My mom and me
My mom and me
This week's chapter in my blog is going to be all me instead of sharing the spotlight with my mom, I wanted to create a chapter where I talk in detail about how I have seen my mom since I was little. All of these chapters have been filled with new information even to myself so I wanted to kind of share my perspective about everything I have to say about them and some extra, I guess I am using it as a space to also dedicate some sweet words to my mom in a more public setting.
Since I was little remember my mom was always the only person there next to me, she would always be there taking care of me and my sister. Always standing tall and proud, my sister and I grew up without a father figure to look up to but we did grow up with a mom who would do great at trying to be both. She would one day be dressed up like a princess playing with my sister's dolls and the next day she would be on my bed fighting me with my lightsabers. She taught me how to shave, how to tie a tie after she watched a YouTube tutorial, and even how to play sports. There wasn't a thing my mom didn't do for me, she was so amazing at being a mom that I never felt like I needed a dad in my life. Growing up with a mom like her felt as if I always had someone in my corner and that reassured me a lot now that she is at an age where she needs a lot of help with stuff I am more than glad to be in her corner.

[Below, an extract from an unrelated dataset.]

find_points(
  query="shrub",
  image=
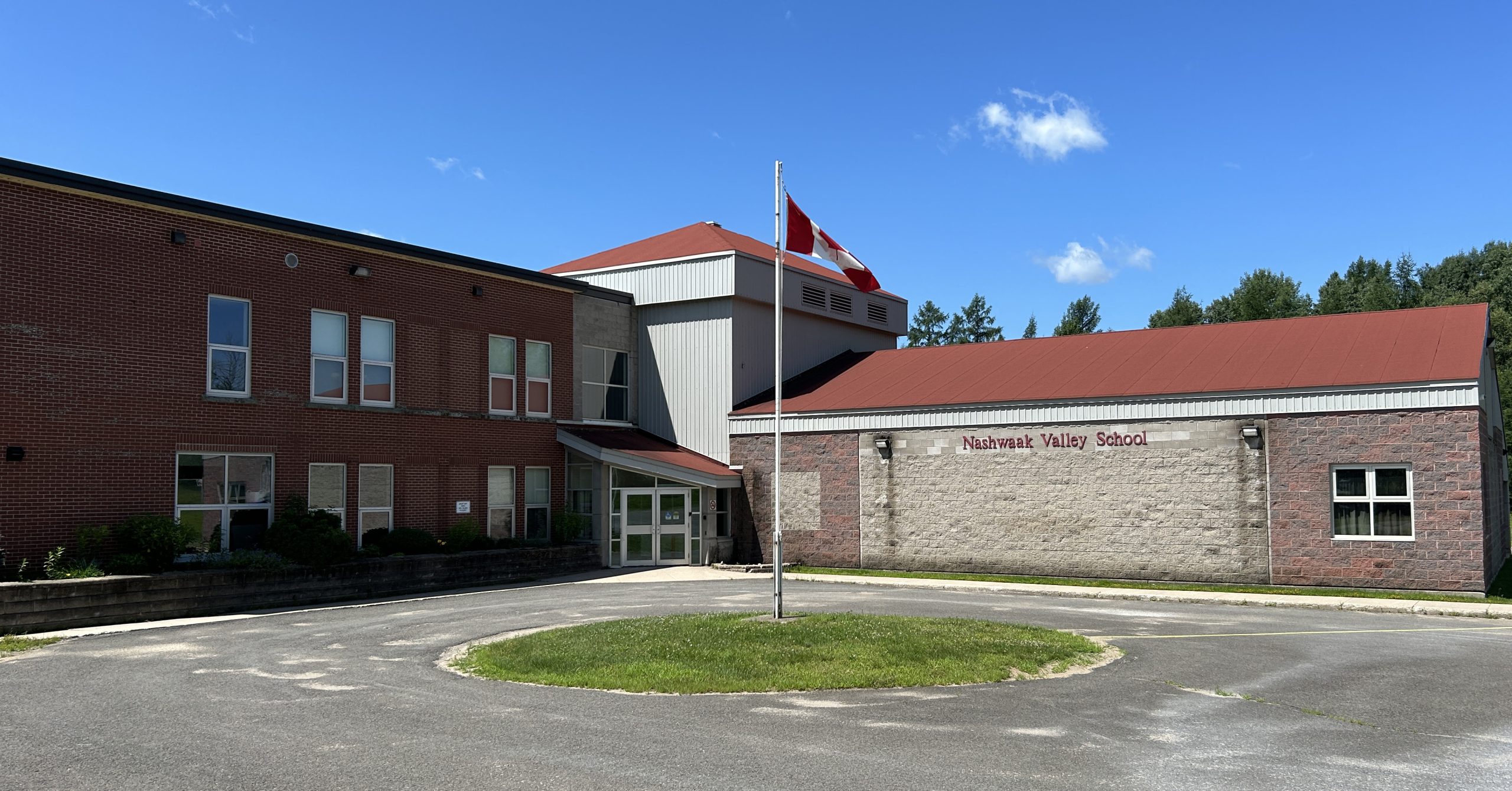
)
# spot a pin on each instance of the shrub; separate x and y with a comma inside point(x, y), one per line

Through this process of my mother moving to Portland and dealing with all the challenges that life throws at her, she has grown a lot into a person I have never seen before. She is so inspiring but from a different point of view, I would look at her with admiration towards a mother figure who could do it all but now I look at her as a person looking at another person. Human to human I see her struggle and overcome these struggles in such a way that I can't help but be impressed. She has always been my idol and she will always stay my idol, life is a difficult journey that we all have to go through but I know that if I go through that journey even a little bit like my mom did then I will be okay.